Steve McQueen: The Man & Le Mans

A story about obsession, backstabbing and fast cars. Steve Mc Queen: The Man & Le Mans has all the ingredients of a melodrama. Instead, we’re presented a classic tragedy. The elements, such as the daunting task and the counterforces preventing it from happening, are all here and they play out neatly.

One key factor, the “hero” is missing, though. McQueen was a man who lived in the constant mission of bridging the gap between himself and his onscreen persona. In this process, people got hurt, especially so during the making of his 1971 picture Le Mans (Lee H. Katzin), documented here. The film, envisioned to be the ultimate racing picture, ended up marred by production conflicts and ignored by mainstream audiences.

Hollywood has a penchant for mythmaking and the documentary brings forward quite a Tinseltown story. It shows how McQueen, one of the most bankable film stars of the late 1960s and a gearhead, set himself on a path towards failure. During filming, the actor ruined his marriage and ended the partnership with his most trusted writer, for example.

The most interesting aspect of the film, however, is the myth-busting. For contemporary eyes, it reveals one of the symbols of extreme counterculture masculinity. The “King of Cool” was a persona doused in blasé, womanising and elitist qualities that eventually took over his life. In an interview, he relates his passion for racing to a pleasure of being in position of power. To listen to him say that with that clarity shows how much masculinity has played a part in pop culture.

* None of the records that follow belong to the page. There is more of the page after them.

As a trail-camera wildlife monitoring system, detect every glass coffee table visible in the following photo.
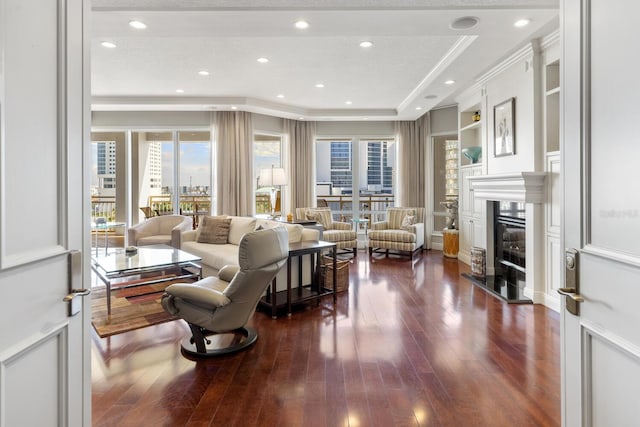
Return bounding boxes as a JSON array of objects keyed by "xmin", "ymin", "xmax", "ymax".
[{"xmin": 91, "ymin": 244, "xmax": 202, "ymax": 316}]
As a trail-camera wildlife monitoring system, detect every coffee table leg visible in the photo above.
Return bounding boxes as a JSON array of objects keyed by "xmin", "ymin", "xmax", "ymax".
[{"xmin": 107, "ymin": 281, "xmax": 111, "ymax": 316}]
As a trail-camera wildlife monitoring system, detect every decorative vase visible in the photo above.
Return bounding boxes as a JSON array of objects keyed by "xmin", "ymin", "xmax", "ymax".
[{"xmin": 462, "ymin": 147, "xmax": 482, "ymax": 164}]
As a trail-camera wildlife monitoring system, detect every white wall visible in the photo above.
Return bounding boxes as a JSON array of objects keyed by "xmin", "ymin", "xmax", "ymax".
[
  {"xmin": 430, "ymin": 106, "xmax": 458, "ymax": 135},
  {"xmin": 92, "ymin": 111, "xmax": 211, "ymax": 128},
  {"xmin": 317, "ymin": 120, "xmax": 395, "ymax": 137},
  {"xmin": 485, "ymin": 57, "xmax": 537, "ymax": 174},
  {"xmin": 253, "ymin": 113, "xmax": 284, "ymax": 134}
]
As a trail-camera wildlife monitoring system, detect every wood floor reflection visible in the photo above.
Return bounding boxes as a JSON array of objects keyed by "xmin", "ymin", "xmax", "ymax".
[{"xmin": 91, "ymin": 251, "xmax": 560, "ymax": 427}]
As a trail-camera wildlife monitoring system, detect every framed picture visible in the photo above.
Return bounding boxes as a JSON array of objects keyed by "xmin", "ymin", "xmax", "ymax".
[{"xmin": 494, "ymin": 97, "xmax": 515, "ymax": 157}]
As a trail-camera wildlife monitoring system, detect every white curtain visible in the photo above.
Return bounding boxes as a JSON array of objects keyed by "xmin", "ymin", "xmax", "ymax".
[
  {"xmin": 395, "ymin": 112, "xmax": 429, "ymax": 207},
  {"xmin": 213, "ymin": 111, "xmax": 253, "ymax": 216},
  {"xmin": 285, "ymin": 119, "xmax": 316, "ymax": 209}
]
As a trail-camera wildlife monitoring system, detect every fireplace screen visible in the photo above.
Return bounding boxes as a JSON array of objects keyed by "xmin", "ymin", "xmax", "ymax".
[{"xmin": 494, "ymin": 201, "xmax": 526, "ymax": 289}]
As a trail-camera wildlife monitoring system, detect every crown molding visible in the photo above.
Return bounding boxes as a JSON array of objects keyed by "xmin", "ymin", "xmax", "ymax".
[
  {"xmin": 397, "ymin": 35, "xmax": 477, "ymax": 113},
  {"xmin": 476, "ymin": 42, "xmax": 535, "ymax": 86},
  {"xmin": 91, "ymin": 96, "xmax": 401, "ymax": 121},
  {"xmin": 540, "ymin": 29, "xmax": 560, "ymax": 50}
]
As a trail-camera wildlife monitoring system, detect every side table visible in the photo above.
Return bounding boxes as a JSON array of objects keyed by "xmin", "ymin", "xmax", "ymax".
[
  {"xmin": 442, "ymin": 228, "xmax": 459, "ymax": 258},
  {"xmin": 260, "ymin": 240, "xmax": 337, "ymax": 318}
]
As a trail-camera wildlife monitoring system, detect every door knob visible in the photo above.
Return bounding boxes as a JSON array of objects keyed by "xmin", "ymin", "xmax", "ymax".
[
  {"xmin": 557, "ymin": 287, "xmax": 584, "ymax": 302},
  {"xmin": 62, "ymin": 288, "xmax": 91, "ymax": 302},
  {"xmin": 562, "ymin": 248, "xmax": 581, "ymax": 315}
]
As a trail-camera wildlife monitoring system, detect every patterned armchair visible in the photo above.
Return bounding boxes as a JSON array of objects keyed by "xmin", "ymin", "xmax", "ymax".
[
  {"xmin": 295, "ymin": 207, "xmax": 357, "ymax": 256},
  {"xmin": 368, "ymin": 207, "xmax": 425, "ymax": 259}
]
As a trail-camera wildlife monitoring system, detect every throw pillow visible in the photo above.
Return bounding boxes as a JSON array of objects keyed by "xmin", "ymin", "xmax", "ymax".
[
  {"xmin": 306, "ymin": 211, "xmax": 321, "ymax": 223},
  {"xmin": 306, "ymin": 208, "xmax": 332, "ymax": 228},
  {"xmin": 401, "ymin": 215, "xmax": 416, "ymax": 231},
  {"xmin": 197, "ymin": 216, "xmax": 232, "ymax": 244}
]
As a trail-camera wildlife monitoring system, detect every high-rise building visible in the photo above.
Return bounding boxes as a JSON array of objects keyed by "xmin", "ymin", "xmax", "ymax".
[
  {"xmin": 330, "ymin": 141, "xmax": 352, "ymax": 190},
  {"xmin": 96, "ymin": 141, "xmax": 116, "ymax": 190}
]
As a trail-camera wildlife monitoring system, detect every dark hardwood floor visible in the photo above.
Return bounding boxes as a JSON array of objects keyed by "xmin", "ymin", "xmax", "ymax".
[{"xmin": 91, "ymin": 251, "xmax": 560, "ymax": 427}]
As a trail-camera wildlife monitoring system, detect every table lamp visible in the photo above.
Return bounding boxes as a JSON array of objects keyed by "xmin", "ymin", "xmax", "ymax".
[{"xmin": 259, "ymin": 165, "xmax": 287, "ymax": 218}]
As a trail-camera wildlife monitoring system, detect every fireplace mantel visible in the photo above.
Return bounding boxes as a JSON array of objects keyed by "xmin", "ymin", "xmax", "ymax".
[{"xmin": 467, "ymin": 172, "xmax": 546, "ymax": 203}]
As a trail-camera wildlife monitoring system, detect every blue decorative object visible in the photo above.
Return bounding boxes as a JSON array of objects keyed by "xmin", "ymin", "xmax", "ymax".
[{"xmin": 462, "ymin": 147, "xmax": 482, "ymax": 163}]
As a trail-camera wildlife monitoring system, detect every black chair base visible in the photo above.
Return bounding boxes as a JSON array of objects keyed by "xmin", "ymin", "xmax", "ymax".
[{"xmin": 181, "ymin": 323, "xmax": 258, "ymax": 357}]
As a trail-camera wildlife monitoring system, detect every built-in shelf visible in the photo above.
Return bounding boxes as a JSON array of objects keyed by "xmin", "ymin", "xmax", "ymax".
[
  {"xmin": 545, "ymin": 86, "xmax": 560, "ymax": 96},
  {"xmin": 460, "ymin": 162, "xmax": 482, "ymax": 169},
  {"xmin": 460, "ymin": 120, "xmax": 481, "ymax": 132},
  {"xmin": 545, "ymin": 60, "xmax": 560, "ymax": 153}
]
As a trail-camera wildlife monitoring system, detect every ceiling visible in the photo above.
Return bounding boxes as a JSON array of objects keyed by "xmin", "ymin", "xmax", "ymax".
[{"xmin": 91, "ymin": 0, "xmax": 559, "ymax": 121}]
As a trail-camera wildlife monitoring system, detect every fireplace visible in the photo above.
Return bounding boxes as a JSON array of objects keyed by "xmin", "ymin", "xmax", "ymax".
[
  {"xmin": 492, "ymin": 201, "xmax": 528, "ymax": 302},
  {"xmin": 466, "ymin": 172, "xmax": 547, "ymax": 304}
]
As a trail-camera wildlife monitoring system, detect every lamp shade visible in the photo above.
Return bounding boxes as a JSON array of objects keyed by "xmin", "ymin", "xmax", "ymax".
[{"xmin": 259, "ymin": 167, "xmax": 287, "ymax": 187}]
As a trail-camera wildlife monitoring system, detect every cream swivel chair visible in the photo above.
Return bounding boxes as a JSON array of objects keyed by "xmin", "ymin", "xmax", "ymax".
[
  {"xmin": 368, "ymin": 207, "xmax": 425, "ymax": 260},
  {"xmin": 127, "ymin": 215, "xmax": 193, "ymax": 249},
  {"xmin": 161, "ymin": 227, "xmax": 289, "ymax": 357},
  {"xmin": 296, "ymin": 207, "xmax": 357, "ymax": 256}
]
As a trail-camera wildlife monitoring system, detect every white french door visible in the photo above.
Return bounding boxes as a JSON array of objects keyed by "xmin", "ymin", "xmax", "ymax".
[
  {"xmin": 0, "ymin": 0, "xmax": 90, "ymax": 425},
  {"xmin": 562, "ymin": 0, "xmax": 640, "ymax": 424}
]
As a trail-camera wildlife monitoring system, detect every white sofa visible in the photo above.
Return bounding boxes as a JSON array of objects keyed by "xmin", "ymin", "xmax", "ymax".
[{"xmin": 181, "ymin": 216, "xmax": 320, "ymax": 289}]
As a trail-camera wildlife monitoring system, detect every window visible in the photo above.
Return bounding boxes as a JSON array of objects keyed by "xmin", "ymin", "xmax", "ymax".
[
  {"xmin": 132, "ymin": 130, "xmax": 211, "ymax": 226},
  {"xmin": 330, "ymin": 141, "xmax": 352, "ymax": 191},
  {"xmin": 316, "ymin": 138, "xmax": 395, "ymax": 224},
  {"xmin": 179, "ymin": 131, "xmax": 212, "ymax": 223},
  {"xmin": 133, "ymin": 131, "xmax": 174, "ymax": 220},
  {"xmin": 254, "ymin": 133, "xmax": 284, "ymax": 215},
  {"xmin": 365, "ymin": 140, "xmax": 395, "ymax": 193},
  {"xmin": 91, "ymin": 132, "xmax": 125, "ymax": 222}
]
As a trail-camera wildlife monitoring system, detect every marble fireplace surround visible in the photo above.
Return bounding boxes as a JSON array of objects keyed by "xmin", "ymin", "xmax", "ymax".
[{"xmin": 468, "ymin": 172, "xmax": 547, "ymax": 303}]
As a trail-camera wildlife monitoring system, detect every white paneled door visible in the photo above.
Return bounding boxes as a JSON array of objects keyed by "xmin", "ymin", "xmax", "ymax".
[
  {"xmin": 562, "ymin": 0, "xmax": 640, "ymax": 425},
  {"xmin": 0, "ymin": 0, "xmax": 90, "ymax": 426}
]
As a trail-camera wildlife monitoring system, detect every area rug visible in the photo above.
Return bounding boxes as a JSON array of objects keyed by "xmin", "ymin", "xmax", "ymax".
[{"xmin": 91, "ymin": 282, "xmax": 179, "ymax": 338}]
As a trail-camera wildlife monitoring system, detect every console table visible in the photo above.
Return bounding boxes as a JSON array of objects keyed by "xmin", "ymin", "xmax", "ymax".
[{"xmin": 261, "ymin": 240, "xmax": 337, "ymax": 318}]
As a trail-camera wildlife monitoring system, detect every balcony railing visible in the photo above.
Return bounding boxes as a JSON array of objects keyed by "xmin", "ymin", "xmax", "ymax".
[
  {"xmin": 92, "ymin": 192, "xmax": 393, "ymax": 227},
  {"xmin": 316, "ymin": 194, "xmax": 394, "ymax": 223},
  {"xmin": 92, "ymin": 196, "xmax": 116, "ymax": 221}
]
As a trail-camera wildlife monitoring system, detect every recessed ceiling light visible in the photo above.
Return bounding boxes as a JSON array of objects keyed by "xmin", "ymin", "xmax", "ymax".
[
  {"xmin": 416, "ymin": 107, "xmax": 423, "ymax": 110},
  {"xmin": 257, "ymin": 57, "xmax": 269, "ymax": 63},
  {"xmin": 514, "ymin": 19, "xmax": 531, "ymax": 28},
  {"xmin": 295, "ymin": 20, "xmax": 309, "ymax": 29},
  {"xmin": 129, "ymin": 20, "xmax": 147, "ymax": 30},
  {"xmin": 359, "ymin": 41, "xmax": 373, "ymax": 48},
  {"xmin": 231, "ymin": 106, "xmax": 238, "ymax": 110},
  {"xmin": 101, "ymin": 41, "xmax": 117, "ymax": 48},
  {"xmin": 424, "ymin": 94, "xmax": 438, "ymax": 99},
  {"xmin": 450, "ymin": 16, "xmax": 479, "ymax": 30},
  {"xmin": 444, "ymin": 79, "xmax": 455, "ymax": 85},
  {"xmin": 277, "ymin": 94, "xmax": 285, "ymax": 99},
  {"xmin": 299, "ymin": 116, "xmax": 305, "ymax": 120},
  {"xmin": 175, "ymin": 89, "xmax": 184, "ymax": 93},
  {"xmin": 198, "ymin": 70, "xmax": 209, "ymax": 76},
  {"xmin": 345, "ymin": 101, "xmax": 353, "ymax": 105},
  {"xmin": 315, "ymin": 83, "xmax": 325, "ymax": 88},
  {"xmin": 363, "ymin": 118, "xmax": 369, "ymax": 120}
]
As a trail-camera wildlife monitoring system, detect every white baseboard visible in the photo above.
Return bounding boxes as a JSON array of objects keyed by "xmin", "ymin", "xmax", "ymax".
[{"xmin": 542, "ymin": 293, "xmax": 561, "ymax": 313}]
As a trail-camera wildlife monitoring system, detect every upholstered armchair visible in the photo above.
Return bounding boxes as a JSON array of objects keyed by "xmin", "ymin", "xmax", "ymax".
[
  {"xmin": 296, "ymin": 207, "xmax": 357, "ymax": 256},
  {"xmin": 161, "ymin": 227, "xmax": 289, "ymax": 356},
  {"xmin": 127, "ymin": 215, "xmax": 193, "ymax": 249},
  {"xmin": 368, "ymin": 207, "xmax": 425, "ymax": 259}
]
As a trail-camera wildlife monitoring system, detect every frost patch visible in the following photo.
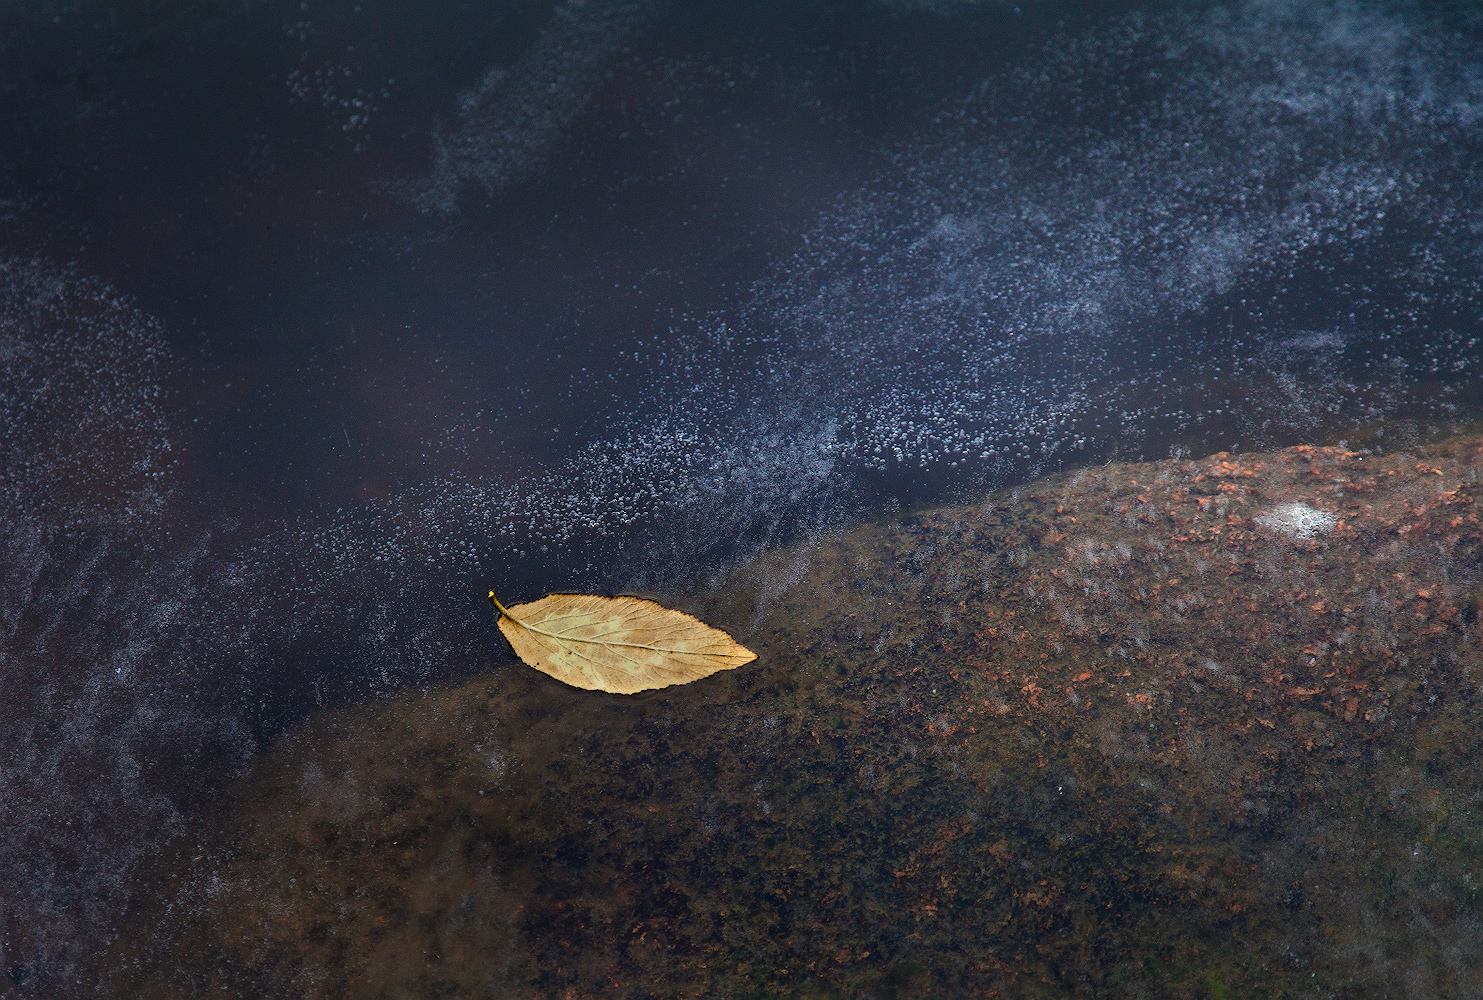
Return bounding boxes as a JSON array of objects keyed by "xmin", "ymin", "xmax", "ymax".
[
  {"xmin": 1254, "ymin": 502, "xmax": 1337, "ymax": 540},
  {"xmin": 414, "ymin": 0, "xmax": 662, "ymax": 212}
]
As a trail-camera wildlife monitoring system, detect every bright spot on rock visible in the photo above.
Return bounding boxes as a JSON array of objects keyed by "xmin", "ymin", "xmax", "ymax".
[{"xmin": 1254, "ymin": 502, "xmax": 1337, "ymax": 540}]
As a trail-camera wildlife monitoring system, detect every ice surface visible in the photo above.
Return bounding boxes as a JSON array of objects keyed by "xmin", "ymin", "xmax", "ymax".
[
  {"xmin": 4, "ymin": 1, "xmax": 1483, "ymax": 993},
  {"xmin": 0, "ymin": 256, "xmax": 252, "ymax": 988},
  {"xmin": 420, "ymin": 0, "xmax": 1483, "ymax": 585}
]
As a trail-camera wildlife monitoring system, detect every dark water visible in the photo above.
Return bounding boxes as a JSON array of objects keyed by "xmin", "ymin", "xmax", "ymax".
[{"xmin": 3, "ymin": 0, "xmax": 1483, "ymax": 994}]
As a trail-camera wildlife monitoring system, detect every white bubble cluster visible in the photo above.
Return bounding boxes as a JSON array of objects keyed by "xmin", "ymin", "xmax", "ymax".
[
  {"xmin": 0, "ymin": 257, "xmax": 173, "ymax": 525},
  {"xmin": 280, "ymin": 14, "xmax": 395, "ymax": 145},
  {"xmin": 1254, "ymin": 502, "xmax": 1339, "ymax": 540}
]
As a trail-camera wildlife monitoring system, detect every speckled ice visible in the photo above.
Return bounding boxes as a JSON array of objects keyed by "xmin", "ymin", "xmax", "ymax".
[
  {"xmin": 431, "ymin": 0, "xmax": 1483, "ymax": 585},
  {"xmin": 7, "ymin": 0, "xmax": 1483, "ymax": 986}
]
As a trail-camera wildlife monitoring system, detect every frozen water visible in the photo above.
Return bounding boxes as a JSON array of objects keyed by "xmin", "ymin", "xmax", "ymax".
[
  {"xmin": 2, "ymin": 0, "xmax": 1483, "ymax": 993},
  {"xmin": 420, "ymin": 0, "xmax": 1483, "ymax": 584},
  {"xmin": 0, "ymin": 255, "xmax": 253, "ymax": 988}
]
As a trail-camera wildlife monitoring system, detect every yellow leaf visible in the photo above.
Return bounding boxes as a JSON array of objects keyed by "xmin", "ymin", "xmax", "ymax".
[{"xmin": 488, "ymin": 591, "xmax": 757, "ymax": 694}]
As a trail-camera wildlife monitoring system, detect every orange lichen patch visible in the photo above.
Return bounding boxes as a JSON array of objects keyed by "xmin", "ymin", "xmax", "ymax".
[{"xmin": 1204, "ymin": 458, "xmax": 1257, "ymax": 478}]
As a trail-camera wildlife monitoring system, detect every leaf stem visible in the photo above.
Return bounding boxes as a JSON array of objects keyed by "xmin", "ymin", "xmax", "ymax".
[{"xmin": 488, "ymin": 591, "xmax": 513, "ymax": 618}]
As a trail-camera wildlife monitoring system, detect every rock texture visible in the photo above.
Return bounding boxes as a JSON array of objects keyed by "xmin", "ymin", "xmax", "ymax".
[{"xmin": 99, "ymin": 438, "xmax": 1483, "ymax": 999}]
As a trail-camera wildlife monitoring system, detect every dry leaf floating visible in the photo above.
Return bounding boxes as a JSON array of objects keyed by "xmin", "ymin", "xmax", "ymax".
[{"xmin": 488, "ymin": 591, "xmax": 757, "ymax": 694}]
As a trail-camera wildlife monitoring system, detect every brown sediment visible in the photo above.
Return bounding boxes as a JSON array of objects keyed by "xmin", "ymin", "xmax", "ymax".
[{"xmin": 97, "ymin": 438, "xmax": 1483, "ymax": 999}]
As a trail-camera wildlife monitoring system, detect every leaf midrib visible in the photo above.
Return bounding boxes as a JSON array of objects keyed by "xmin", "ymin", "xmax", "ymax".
[{"xmin": 512, "ymin": 615, "xmax": 729, "ymax": 655}]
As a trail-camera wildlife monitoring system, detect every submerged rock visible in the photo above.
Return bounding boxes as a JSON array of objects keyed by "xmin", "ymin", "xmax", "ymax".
[{"xmin": 99, "ymin": 438, "xmax": 1483, "ymax": 999}]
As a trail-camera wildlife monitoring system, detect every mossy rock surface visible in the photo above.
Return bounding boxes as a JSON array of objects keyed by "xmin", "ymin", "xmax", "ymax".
[{"xmin": 99, "ymin": 439, "xmax": 1483, "ymax": 999}]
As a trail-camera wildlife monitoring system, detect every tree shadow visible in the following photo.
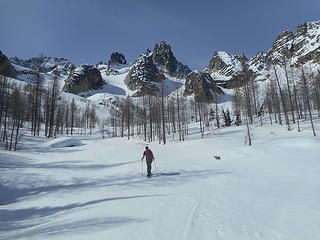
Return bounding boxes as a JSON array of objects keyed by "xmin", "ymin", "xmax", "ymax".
[
  {"xmin": 0, "ymin": 194, "xmax": 156, "ymax": 230},
  {"xmin": 0, "ymin": 153, "xmax": 137, "ymax": 204},
  {"xmin": 97, "ymin": 169, "xmax": 234, "ymax": 189},
  {"xmin": 1, "ymin": 194, "xmax": 149, "ymax": 240},
  {"xmin": 1, "ymin": 159, "xmax": 136, "ymax": 170},
  {"xmin": 7, "ymin": 216, "xmax": 144, "ymax": 239},
  {"xmin": 205, "ymin": 128, "xmax": 244, "ymax": 138},
  {"xmin": 155, "ymin": 172, "xmax": 180, "ymax": 176},
  {"xmin": 21, "ymin": 145, "xmax": 84, "ymax": 154}
]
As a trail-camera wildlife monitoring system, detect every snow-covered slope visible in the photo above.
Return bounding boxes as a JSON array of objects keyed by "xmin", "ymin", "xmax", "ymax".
[
  {"xmin": 87, "ymin": 63, "xmax": 186, "ymax": 104},
  {"xmin": 1, "ymin": 119, "xmax": 319, "ymax": 240}
]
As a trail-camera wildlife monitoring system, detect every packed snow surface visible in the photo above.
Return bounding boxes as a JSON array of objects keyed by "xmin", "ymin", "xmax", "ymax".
[{"xmin": 1, "ymin": 123, "xmax": 320, "ymax": 240}]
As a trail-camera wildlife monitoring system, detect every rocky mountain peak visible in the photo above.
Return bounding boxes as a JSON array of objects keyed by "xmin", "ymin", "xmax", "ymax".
[
  {"xmin": 296, "ymin": 21, "xmax": 320, "ymax": 39},
  {"xmin": 152, "ymin": 41, "xmax": 191, "ymax": 78},
  {"xmin": 296, "ymin": 22, "xmax": 308, "ymax": 36},
  {"xmin": 265, "ymin": 21, "xmax": 320, "ymax": 66},
  {"xmin": 108, "ymin": 52, "xmax": 127, "ymax": 67},
  {"xmin": 204, "ymin": 20, "xmax": 320, "ymax": 91}
]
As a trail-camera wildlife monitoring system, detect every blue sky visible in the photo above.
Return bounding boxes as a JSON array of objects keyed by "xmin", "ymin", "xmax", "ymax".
[{"xmin": 1, "ymin": 0, "xmax": 319, "ymax": 69}]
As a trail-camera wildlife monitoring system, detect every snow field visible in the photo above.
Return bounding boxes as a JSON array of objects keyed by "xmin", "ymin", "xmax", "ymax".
[{"xmin": 0, "ymin": 122, "xmax": 320, "ymax": 240}]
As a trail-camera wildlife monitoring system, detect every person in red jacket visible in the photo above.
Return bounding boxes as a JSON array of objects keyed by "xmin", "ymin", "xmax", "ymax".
[{"xmin": 141, "ymin": 146, "xmax": 155, "ymax": 177}]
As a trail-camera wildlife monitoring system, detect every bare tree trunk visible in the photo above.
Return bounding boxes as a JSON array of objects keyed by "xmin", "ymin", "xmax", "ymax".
[
  {"xmin": 148, "ymin": 95, "xmax": 153, "ymax": 142},
  {"xmin": 2, "ymin": 93, "xmax": 9, "ymax": 142},
  {"xmin": 272, "ymin": 64, "xmax": 290, "ymax": 130},
  {"xmin": 246, "ymin": 117, "xmax": 252, "ymax": 146},
  {"xmin": 301, "ymin": 68, "xmax": 316, "ymax": 136},
  {"xmin": 283, "ymin": 62, "xmax": 295, "ymax": 123},
  {"xmin": 215, "ymin": 92, "xmax": 220, "ymax": 128},
  {"xmin": 161, "ymin": 82, "xmax": 166, "ymax": 144},
  {"xmin": 14, "ymin": 115, "xmax": 23, "ymax": 151},
  {"xmin": 292, "ymin": 74, "xmax": 301, "ymax": 132}
]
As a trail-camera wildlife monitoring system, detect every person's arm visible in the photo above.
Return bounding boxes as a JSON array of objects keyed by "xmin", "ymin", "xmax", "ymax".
[{"xmin": 141, "ymin": 151, "xmax": 146, "ymax": 161}]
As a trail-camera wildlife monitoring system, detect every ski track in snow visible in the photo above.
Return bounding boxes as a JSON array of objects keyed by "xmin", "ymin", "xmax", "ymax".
[{"xmin": 1, "ymin": 122, "xmax": 320, "ymax": 240}]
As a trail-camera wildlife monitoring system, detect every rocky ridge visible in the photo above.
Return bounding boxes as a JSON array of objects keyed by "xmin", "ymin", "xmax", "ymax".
[
  {"xmin": 1, "ymin": 20, "xmax": 320, "ymax": 102},
  {"xmin": 10, "ymin": 56, "xmax": 74, "ymax": 74},
  {"xmin": 205, "ymin": 21, "xmax": 320, "ymax": 91}
]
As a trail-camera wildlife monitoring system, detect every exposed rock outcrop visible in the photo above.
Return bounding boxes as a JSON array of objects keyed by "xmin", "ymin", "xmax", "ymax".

Not that everything onscreen feels vintage. Compared to today’s superhero blockbusters and endless remakes, the production seemed refreshing. By 1970, the New Hollywood movement was in full swing. It allowed for studios to take risks with original material that would be unthinkable nowadays.

Of course, this came with a price tag, both literally and metaphorically. The sheer confidence of the studio in McQueen’s star power lead them to greenlight a project without a script. That, combined with the actor’s obsession to racing details and inexperience with production, became a recipe for disaster.

Helmers Gabriel Clarke and John McKenna do a good job re-enacting this drama. Instead of relying just on interviews with key people (though there are plenty), they go somewhere else. Many sequences are deliberately sensory, such as the retelling of car crashes. Others, like in-set conflicts, seem to come straight from the radioplay transition, to astonishing results.

By design, Steve McQueen: The Man & Le Mans may resonate louder with fans of the actor and of racing. But every member of the public can understand the significance of a fall from grace. It’s one of mankind’s most enduring narrative threads, after all.